The fall of Rome led to a period of fear and uncertainty that we know as the Dark Age.  You can read about it in Beowulf.  It was as if the lights of Europe had all been turned out.  To whom would people look for their protection?  From where would they go for their laws?

Well, whatever else they did, the Anglo-Saxons did not do what most of Europe would wind up doing and import Roman law.  They would go it alone. 

People sought protection under what we now call the feudal system.  (The phrase had not yet been invented – nor had the word ‘Europe’.)  ‘I will be your man if you will look after me’.  The scheme is accurately presented in the beginning of The Godfather.  The Mafia thrives on government failure.  The pact between vassal and lord is like that between believer and God.

We now think that the first laws dealt with the conflicts that inevitably arise when people cross paths and then seek to work the land in a common area.  They need laws to control the vendetta – the issue identified in the Oresteia – and the protection of interests in land.  The feudal system became very intricate in large part because over time courses of conduct moved from custom to law.

The great jurist Oliver Wendell Holmes said: ‘It is commonly known that the early forms of legal procedure were grounded in vengeance.  Modern writers have thought that the Roman law started from the blood feud, and all the authorities agree that the German law began in that way. …. Vengeance imports a feeling of blame, and an opinion, however distorted by passion, that a wrong has been done.’

If those were the ends of the laws, what were the means?  You don’t have to have studied Pavlov’s dog to know that when people are asked what they should do next, they ask what others did before then.  Is there a precedent?  People get into a way of doing things so that it becomes a custom – that may in time harden into law

Take the word decree.  When pronounced by a judge, it determines the rights of the parties.  It looks backward – although it may be treated as a precedent in the future.  But if pronounced by an emperor or dictator, it applies to everyone in what they do in the future.  It is delivered as a law.

The Anglo-Saxons ruled through their kings.  The king held all the powers of making, executing and adjudicating on the laws.  His household became known as his court, and he would seek advice from his trusted advisers.  This we are told was the custom of Germanic chiefs from time immemorial. 

Over time, those closest to the king achieved a separate standing and office over others.  They would defend his realm, advise him on laws, and adjudicate disputes in his name.  The rot set in when these preferred people became an aristocracy as hereditary as the crown.  A large part of our story will deal with how the aristocrats served to pull the teeth of the crown – before it became their turn to have their own teeth pulled. 

The Anglo-Saxon kings made written laws called dooms ­but the crown would not flower in that offshore island until a new royal line took over the throne.

Dispute resolution was brutal and supernatural.  The issue was determined not by judges, but by God.  His word was revealed by a gruesome ordeal or trial by battle, or a process called ‘wager of law’ – signing up people to vouch for your credibility.  All those terms would sound alarmingly modern to litigants now. 
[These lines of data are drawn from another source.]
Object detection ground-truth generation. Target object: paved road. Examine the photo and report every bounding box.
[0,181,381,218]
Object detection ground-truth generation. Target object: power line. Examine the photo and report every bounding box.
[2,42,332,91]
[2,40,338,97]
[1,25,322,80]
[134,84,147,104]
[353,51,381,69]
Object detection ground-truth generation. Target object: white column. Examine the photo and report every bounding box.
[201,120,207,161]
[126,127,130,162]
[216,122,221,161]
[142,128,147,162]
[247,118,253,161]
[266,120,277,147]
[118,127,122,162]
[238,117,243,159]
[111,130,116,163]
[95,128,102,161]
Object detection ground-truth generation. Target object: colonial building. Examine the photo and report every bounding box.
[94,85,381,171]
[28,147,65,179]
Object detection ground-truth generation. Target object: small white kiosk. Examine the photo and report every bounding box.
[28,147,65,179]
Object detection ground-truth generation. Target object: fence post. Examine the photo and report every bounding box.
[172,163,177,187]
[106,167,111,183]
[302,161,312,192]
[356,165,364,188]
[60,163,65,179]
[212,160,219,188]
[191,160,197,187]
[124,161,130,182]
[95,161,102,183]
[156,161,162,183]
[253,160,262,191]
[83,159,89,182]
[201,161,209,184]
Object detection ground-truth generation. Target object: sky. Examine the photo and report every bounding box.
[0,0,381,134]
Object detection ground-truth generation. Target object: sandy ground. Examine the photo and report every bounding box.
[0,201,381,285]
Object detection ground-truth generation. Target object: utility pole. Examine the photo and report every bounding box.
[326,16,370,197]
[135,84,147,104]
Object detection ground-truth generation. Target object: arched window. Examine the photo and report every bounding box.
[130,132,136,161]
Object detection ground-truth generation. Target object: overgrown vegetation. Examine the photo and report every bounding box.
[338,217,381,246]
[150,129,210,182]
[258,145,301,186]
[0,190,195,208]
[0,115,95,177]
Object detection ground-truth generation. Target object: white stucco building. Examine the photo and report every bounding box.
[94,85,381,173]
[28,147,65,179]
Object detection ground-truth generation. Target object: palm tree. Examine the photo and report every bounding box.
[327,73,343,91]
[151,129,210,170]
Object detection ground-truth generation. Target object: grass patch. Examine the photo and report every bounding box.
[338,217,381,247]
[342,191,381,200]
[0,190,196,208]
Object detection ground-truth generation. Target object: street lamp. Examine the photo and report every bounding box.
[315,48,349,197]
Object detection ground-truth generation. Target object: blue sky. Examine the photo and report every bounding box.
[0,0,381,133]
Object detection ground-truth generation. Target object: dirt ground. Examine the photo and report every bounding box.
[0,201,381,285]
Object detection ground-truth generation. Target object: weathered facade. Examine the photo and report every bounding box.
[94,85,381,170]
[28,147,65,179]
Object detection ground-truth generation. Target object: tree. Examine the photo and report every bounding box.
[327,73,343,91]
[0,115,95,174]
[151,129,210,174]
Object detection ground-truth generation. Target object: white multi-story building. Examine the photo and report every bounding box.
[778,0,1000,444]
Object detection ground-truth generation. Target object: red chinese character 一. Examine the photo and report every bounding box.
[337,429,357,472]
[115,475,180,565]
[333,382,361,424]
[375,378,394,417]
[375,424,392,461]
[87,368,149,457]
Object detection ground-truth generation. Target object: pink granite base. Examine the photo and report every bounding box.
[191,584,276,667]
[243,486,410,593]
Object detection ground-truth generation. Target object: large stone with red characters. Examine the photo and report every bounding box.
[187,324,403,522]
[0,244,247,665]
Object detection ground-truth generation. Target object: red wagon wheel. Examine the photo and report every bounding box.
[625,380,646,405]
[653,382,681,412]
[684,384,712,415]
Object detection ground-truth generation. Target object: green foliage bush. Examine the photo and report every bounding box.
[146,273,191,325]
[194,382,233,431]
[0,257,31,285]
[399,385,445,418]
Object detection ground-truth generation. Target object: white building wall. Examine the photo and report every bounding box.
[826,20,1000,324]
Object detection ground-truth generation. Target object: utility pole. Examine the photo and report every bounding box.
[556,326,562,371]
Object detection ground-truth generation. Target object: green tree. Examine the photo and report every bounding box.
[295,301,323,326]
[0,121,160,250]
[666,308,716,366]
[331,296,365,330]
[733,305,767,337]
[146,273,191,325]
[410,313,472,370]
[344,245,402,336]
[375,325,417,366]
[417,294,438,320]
Christianity would soften the system a little, and add teeth to the oath when people believed in the fires of hell, but it all looks very primitive to us.  And now Christianity brought with it interference by the Church in government at all levels – with consequences that would take far more than a millennium to sort out.

The key to this phase of six centuries from the departure of the Romans to the invasion by the Normans is that the people coming to be called the English were determined not just to go along with the others.  We saw this insularity rise up again just recently.   The English were always going to make tricky bed partners with the people in Europe.  They are separated by so much more than the Channel.

And although he may have stretched the point, a distinguished American jurist commented that the English law is more German than the law of Germany itself.